DEERSKIN gets 7/10 Bad fashion

Directed by Quentin Dupieux
Starring Jean Dujardin, Adèle Haenel, Albert Delpy


A bad jacket can turn any man crazy, as Deerskin proves. This is a slightly surreal, woodenly presented, and mostly amusing tale of such a thing, where a man’s futile quest for an unusual sense of world domination all comes down to his isolated sense of entitlement.

This man, Georges (The Artist’s Jean Dujardin), is a fairly lonely and fairly narcissistic fellow, who stumbles into a new town trying to work with very little money (due to his bank account being closed by his ex-wife). His reason for visiting this little town is to buy a deerskin jacket off an old man who was selling it over the internet. Even though it looks too small on him, Georges is enamoured by how cool and confident the jacket makes him. In fact, as he purchases more and more deerskin apparel, he vows to get rid of every jacket in the world, aside his own.

Sounds like a lofty ambition, but he goes right into his plan, pretending to be a filmmaker and getting local actors to be filmed giving him their jackets and promising to never wear one again – and then he drives off with their jackets. Ingenious! He even meets up with an aspiring editor (Portrait of a Lady on Fire’s Adèle Haenel) to help him make his fabricated movie, even lying to her about the rest of his film crew that he has in Siberia. She may seem unrealistically gullible at first, but her real intentions are revealed at the film’s very end.
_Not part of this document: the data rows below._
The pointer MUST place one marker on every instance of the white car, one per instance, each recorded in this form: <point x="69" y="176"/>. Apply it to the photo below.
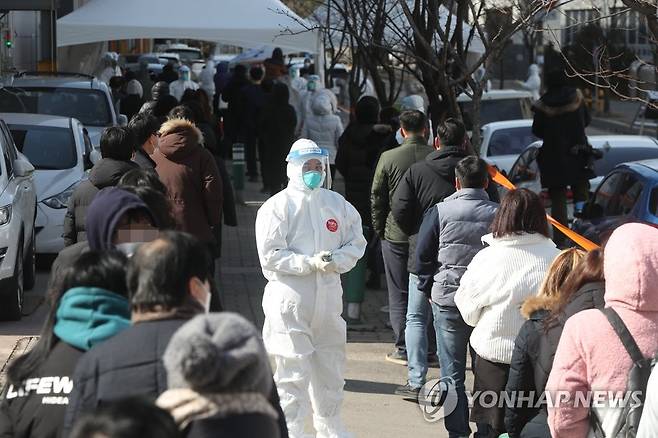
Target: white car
<point x="497" y="106"/>
<point x="60" y="151"/>
<point x="17" y="212"/>
<point x="616" y="149"/>
<point x="503" y="142"/>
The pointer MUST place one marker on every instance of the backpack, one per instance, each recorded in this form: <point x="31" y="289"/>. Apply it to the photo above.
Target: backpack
<point x="636" y="382"/>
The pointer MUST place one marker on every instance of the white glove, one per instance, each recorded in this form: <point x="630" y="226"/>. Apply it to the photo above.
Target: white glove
<point x="322" y="262"/>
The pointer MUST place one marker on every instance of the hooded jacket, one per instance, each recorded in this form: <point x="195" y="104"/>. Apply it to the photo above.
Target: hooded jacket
<point x="191" y="176"/>
<point x="85" y="317"/>
<point x="534" y="350"/>
<point x="323" y="126"/>
<point x="106" y="173"/>
<point x="590" y="355"/>
<point x="560" y="121"/>
<point x="358" y="150"/>
<point x="390" y="169"/>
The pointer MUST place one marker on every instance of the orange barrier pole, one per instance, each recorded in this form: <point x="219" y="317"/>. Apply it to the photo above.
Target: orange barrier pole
<point x="581" y="241"/>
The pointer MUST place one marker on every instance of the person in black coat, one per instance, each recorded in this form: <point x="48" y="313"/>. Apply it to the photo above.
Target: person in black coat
<point x="560" y="121"/>
<point x="117" y="145"/>
<point x="40" y="381"/>
<point x="537" y="341"/>
<point x="358" y="150"/>
<point x="218" y="362"/>
<point x="168" y="280"/>
<point x="276" y="131"/>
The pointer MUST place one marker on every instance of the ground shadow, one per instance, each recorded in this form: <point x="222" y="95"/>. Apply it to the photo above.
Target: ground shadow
<point x="367" y="387"/>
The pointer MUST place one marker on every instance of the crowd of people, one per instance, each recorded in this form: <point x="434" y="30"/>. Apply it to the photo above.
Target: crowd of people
<point x="136" y="342"/>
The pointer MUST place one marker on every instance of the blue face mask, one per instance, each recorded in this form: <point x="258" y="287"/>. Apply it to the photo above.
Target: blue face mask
<point x="312" y="179"/>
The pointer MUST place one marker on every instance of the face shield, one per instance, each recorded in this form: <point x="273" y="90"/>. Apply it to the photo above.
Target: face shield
<point x="313" y="165"/>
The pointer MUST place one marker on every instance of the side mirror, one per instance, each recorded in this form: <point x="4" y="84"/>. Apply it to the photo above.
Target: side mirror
<point x="23" y="168"/>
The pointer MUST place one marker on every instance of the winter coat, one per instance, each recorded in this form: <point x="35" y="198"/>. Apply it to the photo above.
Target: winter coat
<point x="323" y="126"/>
<point x="85" y="317"/>
<point x="390" y="169"/>
<point x="496" y="282"/>
<point x="560" y="121"/>
<point x="106" y="173"/>
<point x="130" y="364"/>
<point x="358" y="151"/>
<point x="191" y="176"/>
<point x="143" y="160"/>
<point x="41" y="415"/>
<point x="450" y="236"/>
<point x="590" y="355"/>
<point x="534" y="350"/>
<point x="276" y="127"/>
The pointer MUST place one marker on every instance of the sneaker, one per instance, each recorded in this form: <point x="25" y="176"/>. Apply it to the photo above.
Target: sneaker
<point x="407" y="392"/>
<point x="397" y="357"/>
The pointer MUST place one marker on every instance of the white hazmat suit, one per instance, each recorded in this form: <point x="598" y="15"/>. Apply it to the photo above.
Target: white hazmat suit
<point x="178" y="87"/>
<point x="533" y="84"/>
<point x="306" y="238"/>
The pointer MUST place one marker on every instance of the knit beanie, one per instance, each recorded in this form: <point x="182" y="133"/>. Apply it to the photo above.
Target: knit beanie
<point x="218" y="353"/>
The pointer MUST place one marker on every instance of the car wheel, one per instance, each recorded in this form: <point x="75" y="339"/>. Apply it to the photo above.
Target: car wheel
<point x="12" y="308"/>
<point x="30" y="265"/>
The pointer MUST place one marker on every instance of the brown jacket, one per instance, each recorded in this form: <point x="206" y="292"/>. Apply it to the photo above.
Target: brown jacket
<point x="190" y="173"/>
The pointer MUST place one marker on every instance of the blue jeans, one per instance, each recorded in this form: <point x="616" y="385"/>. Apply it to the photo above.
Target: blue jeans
<point x="418" y="317"/>
<point x="452" y="335"/>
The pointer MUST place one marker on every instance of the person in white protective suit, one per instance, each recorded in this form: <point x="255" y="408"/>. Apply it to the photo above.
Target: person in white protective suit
<point x="533" y="84"/>
<point x="207" y="79"/>
<point x="184" y="82"/>
<point x="306" y="237"/>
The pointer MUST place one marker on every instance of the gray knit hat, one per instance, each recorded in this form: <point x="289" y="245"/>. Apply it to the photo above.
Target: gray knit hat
<point x="218" y="353"/>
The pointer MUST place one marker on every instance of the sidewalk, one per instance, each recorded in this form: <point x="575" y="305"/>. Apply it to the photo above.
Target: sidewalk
<point x="370" y="408"/>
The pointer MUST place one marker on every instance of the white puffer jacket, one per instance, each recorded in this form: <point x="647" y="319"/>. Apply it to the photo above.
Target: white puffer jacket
<point x="497" y="281"/>
<point x="322" y="125"/>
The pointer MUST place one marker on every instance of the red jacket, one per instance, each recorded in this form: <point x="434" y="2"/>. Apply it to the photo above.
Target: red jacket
<point x="190" y="173"/>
You may remember writer-director Quentin Dupieux from the bizarre 2010 film Rubber, a slasher film where a car tyre is the killer, which had a very meta slant to how it approached its genre and the spectatorship of watching a movie. Deerskin also has its own self-reflexive theme, though it’s more sly than fourth wall breaking. This film, and the characters that inhabit it, in a way act like they’re metaphors, but still like they’re real humans.

Deerskin is an upright kind of film that feels very rigid in both its humour and its metaphor. What is a metaphor for? It’s vague enough so that you can come to your own conclusion, or take the film literally as a tale of derangement and bad fashion sense. Deerskin is an oddity that is not on a grand level of surrealism, but will likely amuse as it gets under your skin.